The rise of Shenzhen, China’s Silicon Valley – from seaside town to fast-moving city with secret pockets of tranquillity
- A little over four decades ago, Shenzhen was a fishing town on China’s south coast. Today, it boasts the highest GDP per capita in China
- ‘The Silicon Valley of China’ is now home to tech giants, graduates and entrepreneurs – but look closer and you can still see its roots and a slower way of life

Trees may be nature’s most reliable gauge of the passing of time; a seed cannot be rushed into becoming a tree regardless of how much nourishment is provided.
In that sense, the arboreal bounty that neatly lines many of Shenzhen’s roads may be one of the southern Chinese city’s most obvious anomalies – a feature that has not been hastened by “Shenzhen speed”.
The change of nearly everything else in this metropolis – birthed in the late 1970s as a testing ground for radical economic policy reforms – took on such unprecedented momentum that a term had to be coined to describe it.

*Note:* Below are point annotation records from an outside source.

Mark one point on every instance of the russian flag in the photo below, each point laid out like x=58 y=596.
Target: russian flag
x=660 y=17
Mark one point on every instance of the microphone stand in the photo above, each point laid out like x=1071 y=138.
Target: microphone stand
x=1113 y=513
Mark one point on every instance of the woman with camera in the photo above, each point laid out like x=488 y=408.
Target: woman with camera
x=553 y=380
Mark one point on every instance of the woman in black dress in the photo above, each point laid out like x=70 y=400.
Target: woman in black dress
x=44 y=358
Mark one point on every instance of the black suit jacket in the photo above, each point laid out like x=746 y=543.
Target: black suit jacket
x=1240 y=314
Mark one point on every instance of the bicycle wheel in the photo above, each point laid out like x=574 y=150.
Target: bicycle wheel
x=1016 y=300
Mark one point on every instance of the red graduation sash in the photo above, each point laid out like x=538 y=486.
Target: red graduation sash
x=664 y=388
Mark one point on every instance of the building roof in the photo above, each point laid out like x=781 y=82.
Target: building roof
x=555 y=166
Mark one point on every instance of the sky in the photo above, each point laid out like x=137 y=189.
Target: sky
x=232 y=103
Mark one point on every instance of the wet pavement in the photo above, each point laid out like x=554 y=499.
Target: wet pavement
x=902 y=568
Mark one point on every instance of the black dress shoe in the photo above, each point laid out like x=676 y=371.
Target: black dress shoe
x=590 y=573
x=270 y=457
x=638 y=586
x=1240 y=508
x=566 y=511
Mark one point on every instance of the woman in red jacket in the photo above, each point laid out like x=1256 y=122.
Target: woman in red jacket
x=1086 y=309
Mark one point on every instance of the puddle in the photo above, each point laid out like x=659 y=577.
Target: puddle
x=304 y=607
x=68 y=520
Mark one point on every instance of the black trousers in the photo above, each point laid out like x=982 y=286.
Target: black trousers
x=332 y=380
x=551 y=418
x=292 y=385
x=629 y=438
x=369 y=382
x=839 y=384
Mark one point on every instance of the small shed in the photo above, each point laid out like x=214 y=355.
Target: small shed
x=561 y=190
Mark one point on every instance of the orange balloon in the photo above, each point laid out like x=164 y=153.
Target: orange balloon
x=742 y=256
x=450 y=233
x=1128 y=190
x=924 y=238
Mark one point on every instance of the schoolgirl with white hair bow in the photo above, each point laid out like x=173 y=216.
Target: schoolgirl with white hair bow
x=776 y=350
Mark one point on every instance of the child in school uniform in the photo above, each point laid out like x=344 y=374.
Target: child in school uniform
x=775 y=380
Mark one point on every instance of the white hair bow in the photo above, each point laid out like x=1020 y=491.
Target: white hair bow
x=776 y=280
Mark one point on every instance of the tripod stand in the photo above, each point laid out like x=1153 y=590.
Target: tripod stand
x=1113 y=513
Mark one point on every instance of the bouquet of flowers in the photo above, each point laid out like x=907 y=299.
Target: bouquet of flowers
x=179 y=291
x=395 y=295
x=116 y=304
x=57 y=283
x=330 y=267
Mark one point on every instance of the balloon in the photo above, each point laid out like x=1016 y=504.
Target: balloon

A town of little more than 300,000 people at the time, Shenzhen was one of China’s first four special economic zones (SEZ), which were allowed to adopt capitalistic practices ahead of the rest of the country.

Deng’s statue stands tall and proud at the highest point of the city’s Lianhuashan Park, overlooking the central business district of Futian, where the high rises extend beyond what looks like a huge bird about to take flight. This government building, the Civic Centre, was constructed in the 1990s to symbolise the ambition of the nascent metropolis.